Leader of the neuromorphic platform Karlheinz Meier (Heidelberg University) says the majority of current platform users are computer scientists and physicists, with most of these PhD students and post-docs working on their research projects.

“It is essential to understand that these machines are not conventional computers. Users are exploring new territory in a novel approach to computing. So many first time users are making themselves familiar with this unique facility. There is no other place in the world where researchers can remotely access neuromorphic computing systems without in-depth knowledge of hardware details. We are on our way to make neuromorphic computing a commodity” says Meier.

Figure 1: Number of jobs submitted to the generation 1 BrainScaleS machine.

Whereas the design concepts of the machines in use date back to 2005, the second-generation prototypes for both the BrainScaleS and the SpiNNaker machines have been developed in a co-design process in the HBP. They implement recent findings of neuroscience, in particular concepts of learning and plasticity. By April 2018 the first new, single second generation chips will be in operation for both systems while the full scale large scale machines will be running by 2023.

Figure 2: Number of jobs submitted to the generation 1 SpiNNaker machine.

“What is really special about HBP is the co-design with neuroscientists, particularly the theoretical neuroscientists. And the next generation machines incorporate much more from these HBP neuroscientists, who among the top groups in their fields,” says Meier.

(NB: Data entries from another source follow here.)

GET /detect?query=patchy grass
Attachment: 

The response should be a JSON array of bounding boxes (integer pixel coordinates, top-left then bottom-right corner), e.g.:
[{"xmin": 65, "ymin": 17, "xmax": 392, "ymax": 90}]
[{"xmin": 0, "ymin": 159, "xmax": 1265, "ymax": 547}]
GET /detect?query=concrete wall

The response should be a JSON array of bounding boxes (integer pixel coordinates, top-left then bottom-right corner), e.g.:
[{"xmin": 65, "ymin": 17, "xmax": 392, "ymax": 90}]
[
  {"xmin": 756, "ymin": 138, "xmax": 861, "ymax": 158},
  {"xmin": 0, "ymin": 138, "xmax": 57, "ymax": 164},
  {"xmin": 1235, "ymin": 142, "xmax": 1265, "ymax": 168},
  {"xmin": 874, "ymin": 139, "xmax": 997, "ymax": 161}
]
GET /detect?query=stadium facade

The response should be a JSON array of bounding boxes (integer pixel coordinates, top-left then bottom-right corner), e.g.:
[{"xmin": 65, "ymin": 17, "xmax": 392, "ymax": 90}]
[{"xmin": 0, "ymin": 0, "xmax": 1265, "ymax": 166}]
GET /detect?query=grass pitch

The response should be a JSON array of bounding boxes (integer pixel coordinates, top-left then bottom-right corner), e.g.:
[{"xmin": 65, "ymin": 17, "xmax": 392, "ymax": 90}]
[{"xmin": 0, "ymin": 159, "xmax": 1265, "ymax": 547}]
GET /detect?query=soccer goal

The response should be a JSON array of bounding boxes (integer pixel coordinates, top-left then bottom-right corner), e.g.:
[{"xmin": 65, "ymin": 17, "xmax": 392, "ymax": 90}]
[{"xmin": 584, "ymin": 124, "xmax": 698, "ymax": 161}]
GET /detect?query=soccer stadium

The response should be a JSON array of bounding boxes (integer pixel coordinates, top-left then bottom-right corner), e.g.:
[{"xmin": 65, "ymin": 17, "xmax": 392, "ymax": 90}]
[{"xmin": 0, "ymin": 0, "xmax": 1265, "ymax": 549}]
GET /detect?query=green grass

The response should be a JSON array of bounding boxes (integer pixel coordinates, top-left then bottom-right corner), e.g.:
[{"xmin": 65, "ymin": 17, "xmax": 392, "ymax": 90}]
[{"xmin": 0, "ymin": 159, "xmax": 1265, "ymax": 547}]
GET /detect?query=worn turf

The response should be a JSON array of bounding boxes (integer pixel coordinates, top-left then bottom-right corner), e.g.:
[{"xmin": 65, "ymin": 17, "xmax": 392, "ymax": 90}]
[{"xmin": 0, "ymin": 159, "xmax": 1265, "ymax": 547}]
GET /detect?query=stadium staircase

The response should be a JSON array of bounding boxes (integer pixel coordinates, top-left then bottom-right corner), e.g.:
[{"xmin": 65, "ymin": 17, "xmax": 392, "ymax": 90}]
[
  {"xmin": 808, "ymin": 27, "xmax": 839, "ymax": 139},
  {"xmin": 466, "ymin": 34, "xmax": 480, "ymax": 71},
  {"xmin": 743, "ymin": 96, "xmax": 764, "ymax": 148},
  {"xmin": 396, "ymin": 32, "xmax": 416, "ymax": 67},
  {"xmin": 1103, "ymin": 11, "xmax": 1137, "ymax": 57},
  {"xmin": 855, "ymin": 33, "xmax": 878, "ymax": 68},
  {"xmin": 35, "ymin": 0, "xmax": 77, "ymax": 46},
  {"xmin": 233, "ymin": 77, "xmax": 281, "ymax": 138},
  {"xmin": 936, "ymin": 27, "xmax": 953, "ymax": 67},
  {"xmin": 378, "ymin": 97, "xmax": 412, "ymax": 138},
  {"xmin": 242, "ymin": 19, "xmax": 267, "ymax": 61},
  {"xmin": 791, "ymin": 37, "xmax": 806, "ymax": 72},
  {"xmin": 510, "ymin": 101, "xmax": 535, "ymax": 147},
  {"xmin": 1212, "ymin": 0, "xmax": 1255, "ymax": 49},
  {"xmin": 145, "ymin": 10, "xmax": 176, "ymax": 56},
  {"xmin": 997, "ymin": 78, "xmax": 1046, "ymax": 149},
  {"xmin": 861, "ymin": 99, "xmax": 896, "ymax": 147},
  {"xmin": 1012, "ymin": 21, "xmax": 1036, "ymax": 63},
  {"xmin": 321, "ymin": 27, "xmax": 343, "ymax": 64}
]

He says for the second-generation BrainScaleS machine a major change is they have implemented the spatial structure of the “neurons” to include active dendrites. These second generation chips also have internal plasticity processing - a microprocessor on the neuromorphic chip whose role is devoted to controlling learning and plasticity. Both new features should eventually allow configuring continuously learning cognitive systems, a major step towards more biologically realistic artificial I.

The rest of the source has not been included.